My most recent batch tasted similar at first tasting, but its now about 18 months later, and it still tastes that way. I think I under-sugared it, but don't know for sure what I did. I made a split batch, using 6 different yeasts and some with some fruit, and they all taste this way, so I'm pretty sure I did something wrong, and it's not just a batch gone bad.

Is there anything I can do to try to save it at this point, or is it time to pour it down the sink and try again?

  • 1
    That initial "nail-polish remover" flavor is caused by fusel alcohols and is usually a sign of yeast stress. Some yeasts are more prone to it than others, but it mellows out over time. It's hard to say with certainty where bitterness would come from without knowing more about your process and recipes, but here's a good place to start: bjcp.org/meadfaults.php
    – valverij
    Commented Feb 19, 2016 at 20:50

2 Answers 2


That taste you are refering to is most likely fusel alcohol being produced as a byproduct of fermentation.

Various sources of yeast stress can cause fusel production during fermentation, but excessive must heat is by far the most common cause. Especially if your must temp is at or above 72F. I'd recommend trying a high heat tolerant yeast strain like EC 1118 instead.

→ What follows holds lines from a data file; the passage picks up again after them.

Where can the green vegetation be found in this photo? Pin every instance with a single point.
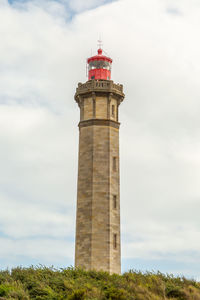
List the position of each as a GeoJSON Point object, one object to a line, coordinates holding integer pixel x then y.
{"type": "Point", "coordinates": [43, 283]}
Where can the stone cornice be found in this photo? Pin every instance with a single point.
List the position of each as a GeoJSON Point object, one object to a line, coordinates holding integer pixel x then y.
{"type": "Point", "coordinates": [99, 122]}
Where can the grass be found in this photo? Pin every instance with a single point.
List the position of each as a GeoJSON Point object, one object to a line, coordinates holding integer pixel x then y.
{"type": "Point", "coordinates": [43, 283]}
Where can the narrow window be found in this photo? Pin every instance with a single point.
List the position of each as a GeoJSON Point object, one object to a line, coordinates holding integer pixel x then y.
{"type": "Point", "coordinates": [114, 201]}
{"type": "Point", "coordinates": [114, 163]}
{"type": "Point", "coordinates": [115, 241]}
{"type": "Point", "coordinates": [113, 110]}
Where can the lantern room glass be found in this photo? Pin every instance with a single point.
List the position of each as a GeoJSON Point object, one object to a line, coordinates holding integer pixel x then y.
{"type": "Point", "coordinates": [99, 64]}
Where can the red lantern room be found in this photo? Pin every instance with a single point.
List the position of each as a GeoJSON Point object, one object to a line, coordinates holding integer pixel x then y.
{"type": "Point", "coordinates": [99, 67]}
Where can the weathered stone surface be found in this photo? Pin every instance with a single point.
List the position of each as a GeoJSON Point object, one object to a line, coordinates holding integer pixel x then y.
{"type": "Point", "coordinates": [98, 198]}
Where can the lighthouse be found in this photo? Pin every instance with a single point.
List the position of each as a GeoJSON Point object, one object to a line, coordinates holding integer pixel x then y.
{"type": "Point", "coordinates": [98, 245]}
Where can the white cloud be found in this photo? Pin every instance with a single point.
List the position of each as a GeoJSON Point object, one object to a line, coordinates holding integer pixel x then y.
{"type": "Point", "coordinates": [155, 49]}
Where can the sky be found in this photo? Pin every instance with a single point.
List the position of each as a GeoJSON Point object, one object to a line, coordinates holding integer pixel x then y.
{"type": "Point", "coordinates": [155, 49]}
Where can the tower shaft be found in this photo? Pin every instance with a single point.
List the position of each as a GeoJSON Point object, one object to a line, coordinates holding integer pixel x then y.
{"type": "Point", "coordinates": [98, 198]}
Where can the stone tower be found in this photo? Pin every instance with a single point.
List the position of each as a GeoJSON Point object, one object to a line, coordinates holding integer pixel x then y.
{"type": "Point", "coordinates": [98, 198]}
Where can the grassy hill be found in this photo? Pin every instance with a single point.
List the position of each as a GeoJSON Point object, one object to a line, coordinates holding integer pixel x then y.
{"type": "Point", "coordinates": [50, 284]}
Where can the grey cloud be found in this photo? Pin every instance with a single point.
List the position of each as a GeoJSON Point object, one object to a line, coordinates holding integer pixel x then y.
{"type": "Point", "coordinates": [157, 60]}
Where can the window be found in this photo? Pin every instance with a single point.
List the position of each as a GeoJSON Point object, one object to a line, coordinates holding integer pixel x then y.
{"type": "Point", "coordinates": [114, 201]}
{"type": "Point", "coordinates": [115, 241]}
{"type": "Point", "coordinates": [114, 163]}
{"type": "Point", "coordinates": [113, 110]}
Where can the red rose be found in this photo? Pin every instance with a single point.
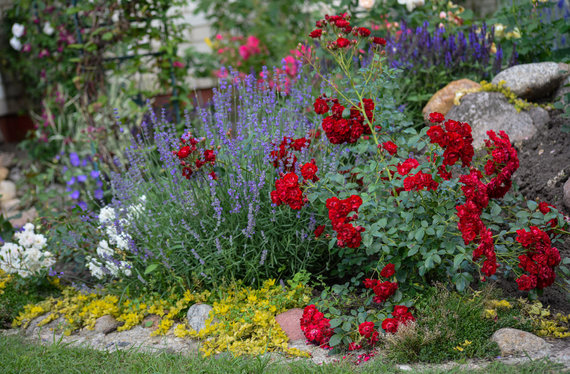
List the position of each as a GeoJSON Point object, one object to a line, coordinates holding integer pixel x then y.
{"type": "Point", "coordinates": [309, 171]}
{"type": "Point", "coordinates": [320, 106]}
{"type": "Point", "coordinates": [388, 271]}
{"type": "Point", "coordinates": [405, 167]}
{"type": "Point", "coordinates": [316, 33]}
{"type": "Point", "coordinates": [436, 117]}
{"type": "Point", "coordinates": [363, 31]}
{"type": "Point", "coordinates": [366, 329]}
{"type": "Point", "coordinates": [379, 41]}
{"type": "Point", "coordinates": [438, 136]}
{"type": "Point", "coordinates": [184, 152]}
{"type": "Point", "coordinates": [526, 283]}
{"type": "Point", "coordinates": [390, 325]}
{"type": "Point", "coordinates": [390, 147]}
{"type": "Point", "coordinates": [342, 42]}
{"type": "Point", "coordinates": [319, 230]}
{"type": "Point", "coordinates": [209, 155]}
{"type": "Point", "coordinates": [399, 311]}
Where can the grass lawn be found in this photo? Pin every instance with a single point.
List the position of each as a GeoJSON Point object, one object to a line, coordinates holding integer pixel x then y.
{"type": "Point", "coordinates": [19, 356]}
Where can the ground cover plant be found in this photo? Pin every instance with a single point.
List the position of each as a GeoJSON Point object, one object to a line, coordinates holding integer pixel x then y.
{"type": "Point", "coordinates": [337, 189]}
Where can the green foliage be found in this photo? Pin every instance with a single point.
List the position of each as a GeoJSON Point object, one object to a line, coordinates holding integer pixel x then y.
{"type": "Point", "coordinates": [71, 53]}
{"type": "Point", "coordinates": [277, 24]}
{"type": "Point", "coordinates": [452, 326]}
{"type": "Point", "coordinates": [20, 292]}
{"type": "Point", "coordinates": [538, 27]}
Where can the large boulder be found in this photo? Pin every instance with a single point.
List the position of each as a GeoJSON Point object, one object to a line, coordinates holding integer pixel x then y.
{"type": "Point", "coordinates": [533, 81]}
{"type": "Point", "coordinates": [442, 100]}
{"type": "Point", "coordinates": [486, 111]}
{"type": "Point", "coordinates": [197, 316]}
{"type": "Point", "coordinates": [290, 322]}
{"type": "Point", "coordinates": [106, 324]}
{"type": "Point", "coordinates": [517, 342]}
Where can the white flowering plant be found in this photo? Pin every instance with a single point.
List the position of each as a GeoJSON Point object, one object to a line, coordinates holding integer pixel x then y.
{"type": "Point", "coordinates": [27, 256]}
{"type": "Point", "coordinates": [112, 251]}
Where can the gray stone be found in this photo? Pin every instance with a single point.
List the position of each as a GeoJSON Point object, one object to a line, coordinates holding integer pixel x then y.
{"type": "Point", "coordinates": [566, 191]}
{"type": "Point", "coordinates": [533, 81]}
{"type": "Point", "coordinates": [563, 90]}
{"type": "Point", "coordinates": [518, 342]}
{"type": "Point", "coordinates": [197, 316]}
{"type": "Point", "coordinates": [106, 324]}
{"type": "Point", "coordinates": [539, 116]}
{"type": "Point", "coordinates": [485, 111]}
{"type": "Point", "coordinates": [7, 190]}
{"type": "Point", "coordinates": [10, 206]}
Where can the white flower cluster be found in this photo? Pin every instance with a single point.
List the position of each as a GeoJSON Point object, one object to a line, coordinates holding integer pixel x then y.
{"type": "Point", "coordinates": [26, 258]}
{"type": "Point", "coordinates": [106, 263]}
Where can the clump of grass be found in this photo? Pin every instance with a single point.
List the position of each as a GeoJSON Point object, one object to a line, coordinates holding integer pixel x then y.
{"type": "Point", "coordinates": [453, 326]}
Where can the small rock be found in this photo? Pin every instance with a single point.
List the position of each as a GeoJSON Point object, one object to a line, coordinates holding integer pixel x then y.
{"type": "Point", "coordinates": [485, 111]}
{"type": "Point", "coordinates": [25, 217]}
{"type": "Point", "coordinates": [533, 81]}
{"type": "Point", "coordinates": [563, 90]}
{"type": "Point", "coordinates": [566, 190]}
{"type": "Point", "coordinates": [513, 342]}
{"type": "Point", "coordinates": [106, 324]}
{"type": "Point", "coordinates": [7, 190]}
{"type": "Point", "coordinates": [10, 206]}
{"type": "Point", "coordinates": [4, 173]}
{"type": "Point", "coordinates": [442, 100]}
{"type": "Point", "coordinates": [151, 321]}
{"type": "Point", "coordinates": [290, 323]}
{"type": "Point", "coordinates": [539, 116]}
{"type": "Point", "coordinates": [197, 316]}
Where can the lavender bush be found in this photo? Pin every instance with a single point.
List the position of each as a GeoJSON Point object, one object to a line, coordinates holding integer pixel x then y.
{"type": "Point", "coordinates": [430, 60]}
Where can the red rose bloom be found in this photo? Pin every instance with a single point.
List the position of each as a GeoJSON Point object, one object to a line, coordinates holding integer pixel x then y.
{"type": "Point", "coordinates": [390, 325]}
{"type": "Point", "coordinates": [436, 117]}
{"type": "Point", "coordinates": [320, 106]}
{"type": "Point", "coordinates": [309, 171]}
{"type": "Point", "coordinates": [363, 31]}
{"type": "Point", "coordinates": [390, 147]}
{"type": "Point", "coordinates": [379, 41]}
{"type": "Point", "coordinates": [388, 271]}
{"type": "Point", "coordinates": [366, 329]}
{"type": "Point", "coordinates": [342, 42]}
{"type": "Point", "coordinates": [184, 152]}
{"type": "Point", "coordinates": [354, 347]}
{"type": "Point", "coordinates": [316, 33]}
{"type": "Point", "coordinates": [319, 230]}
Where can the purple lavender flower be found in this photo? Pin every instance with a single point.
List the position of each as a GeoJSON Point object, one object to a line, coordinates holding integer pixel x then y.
{"type": "Point", "coordinates": [74, 159]}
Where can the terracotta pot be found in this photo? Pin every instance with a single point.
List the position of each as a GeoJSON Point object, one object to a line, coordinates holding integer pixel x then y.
{"type": "Point", "coordinates": [15, 127]}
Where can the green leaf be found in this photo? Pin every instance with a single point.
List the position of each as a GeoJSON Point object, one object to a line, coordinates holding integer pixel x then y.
{"type": "Point", "coordinates": [150, 268]}
{"type": "Point", "coordinates": [335, 340]}
{"type": "Point", "coordinates": [335, 322]}
{"type": "Point", "coordinates": [531, 205]}
{"type": "Point", "coordinates": [419, 234]}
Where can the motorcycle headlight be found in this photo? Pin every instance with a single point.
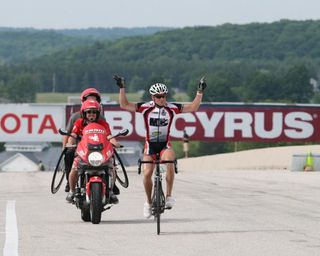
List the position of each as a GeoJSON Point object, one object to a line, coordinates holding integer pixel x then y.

In my experience, fusel production with EC 1118 is nonexistent, and you'll end up with one of the cleanest tasting mead that you've ever tried. Try to keep your mead at or below 70F and remember you have to feed it properly for the yeast to preform the magic act it does.

If it's nasty and strong... pour it out and start again with a temperature controlled environment and a yeast that is more sturdy.

  • 72F is not high heat for yeast. 90F would be. winemakermag.com/resource/yeast-strains-chart
    – Chloe
    Commented Sep 23, 2019 at 17:25
  • That totally depends on the yeast. Just because a yeast survives and even thrives at a certain temp doesn’t mean it’s producing the result the yeast was designed to produce. Some yeasts really do best when low and slow, some do best in higher temps. White wines generally speaking are fermented at cooler temps than reds to produce the desired temperature based results.
    – Escoce
    Commented Sep 27, 2019 at 23:24

Buy bentonite clay and Sparkalloid and clarify your mead. Use the bentonite first, wait a week, add the Sparkalloid next, wait a week, then rack. The clarifiers may help the taste and remove unwanted yeast hulls suspended in the mead, but it won't make a large difference. They are mostly for appearance.

Also try to refrigerate the mead for 3 days then rack again.

For the next fermentation, focus on temperature control. It makes a big difference. I had too much in a temperature controlled 5 gallon bucket so I siphoned some off into 2 mason jars and let them ferment. The 5 gallon bucket mead was delicious, while the mason jar mead was funky.